If you create a string from another string.

char *s = "Hallo";
std::string str;

There are three copies of "Hallo", the string literal, the value of s and the value of str. They cannot point to the same data because they might get changed.

Important

Might is used on purpose because const std::string would ALSO get a copy !

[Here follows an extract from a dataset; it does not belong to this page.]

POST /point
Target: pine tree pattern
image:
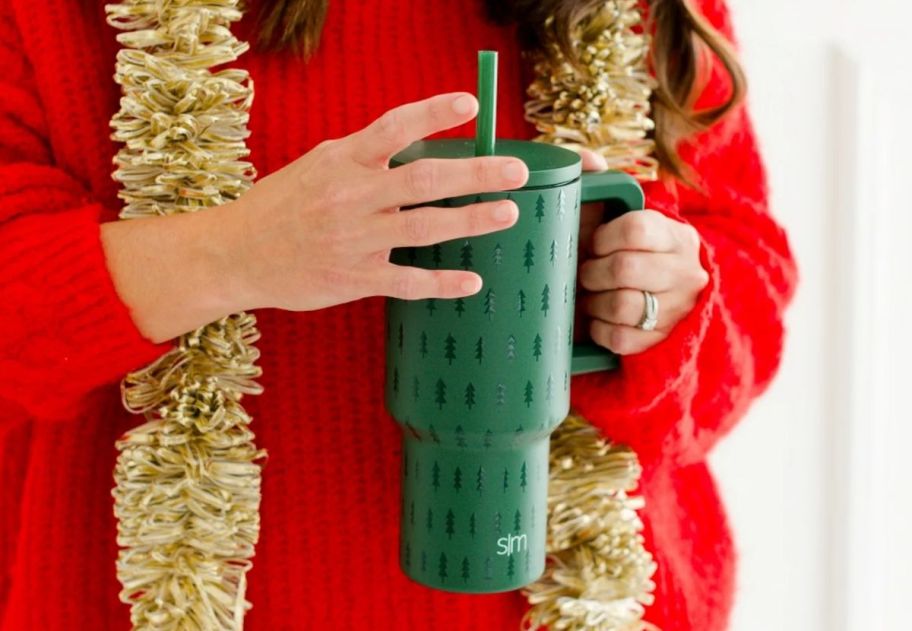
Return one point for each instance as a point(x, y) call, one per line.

To save space in cases like this you could use string_view() which is view only as you may have guessed.

Important

string_view is c++17 and up

char s[] {"Hello"};
std::string_view str;
const std::string_view cstr{str};

std::cout << (void *)s << std::endl;
std::cout << (void *)str.data() << std::endl;
std::cout << (void *)cstr.data() << std::endl;

// but beware of this :
s[1] = 'a';
std::cout << cstr << std::endl;

If we used std::string, all three pointers would have a different value but now they are the same, which also means the value can be changed ("Hello->Hallo");

0x7ffde185472a
0x7ffde185472a
0x7ffde185472a

Hallo

Other operations on the string_view window :

• remove_prefix(1); // "allo"
• remove_suffix(2); // "al"

Warning

But the window only closes !

pointers

Important

When declaring put the * next to the variable name, except for function return types. There it is clearer near the return type.

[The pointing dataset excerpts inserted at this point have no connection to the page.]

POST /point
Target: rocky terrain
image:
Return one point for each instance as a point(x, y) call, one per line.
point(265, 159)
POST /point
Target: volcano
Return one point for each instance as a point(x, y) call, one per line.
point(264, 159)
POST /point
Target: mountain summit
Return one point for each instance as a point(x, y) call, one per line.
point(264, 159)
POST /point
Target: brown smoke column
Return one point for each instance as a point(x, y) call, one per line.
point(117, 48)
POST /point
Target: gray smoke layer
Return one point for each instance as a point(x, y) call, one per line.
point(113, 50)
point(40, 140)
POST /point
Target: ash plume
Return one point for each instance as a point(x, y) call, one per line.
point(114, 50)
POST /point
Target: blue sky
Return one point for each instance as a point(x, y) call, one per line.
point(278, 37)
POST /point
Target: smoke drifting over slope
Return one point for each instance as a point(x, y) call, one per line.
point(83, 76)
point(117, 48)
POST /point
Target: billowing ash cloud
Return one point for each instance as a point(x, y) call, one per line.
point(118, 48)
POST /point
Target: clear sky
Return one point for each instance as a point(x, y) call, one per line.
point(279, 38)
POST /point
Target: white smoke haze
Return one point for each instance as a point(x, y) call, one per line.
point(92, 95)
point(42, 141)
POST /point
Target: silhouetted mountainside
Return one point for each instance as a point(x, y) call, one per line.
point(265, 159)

int *a;     // clearer that a is a pointer
int* a();   // clearer that a returns a pointer

Important

The & operator does not return an address but returns a pointer holding an address, with it's type derived from the argument. (int * for example).

Important

once assigned (int *ptr = &val) : ptr is the same as &val, and *ptr is TREATED the same as val.

nullptr

C define NULL as a macro for 0, but there is a better way using nullptr.

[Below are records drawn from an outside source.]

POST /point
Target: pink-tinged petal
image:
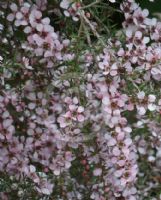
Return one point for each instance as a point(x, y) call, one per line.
point(10, 17)
point(80, 118)
point(80, 109)
point(111, 142)
point(97, 172)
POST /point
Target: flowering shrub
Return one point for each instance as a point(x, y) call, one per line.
point(80, 101)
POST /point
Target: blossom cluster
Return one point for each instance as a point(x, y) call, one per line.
point(79, 123)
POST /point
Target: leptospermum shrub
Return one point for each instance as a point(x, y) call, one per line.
point(80, 101)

nullptr is also 0 but it has the correct type for the pointer you use it for. For instance this snippet

double* A = nullptr;
char* B = nullptr;

cout << typeid(A).name() << 'n';
cout << typeid(B).name() << 'n';

Will print

Pd
Pc

And if you feed those to c++filt :

c++filt -t Pd
double*
c++filt -t Pc
char*

Neat, whenever you encounter an old NULL, just replace it with nullptr.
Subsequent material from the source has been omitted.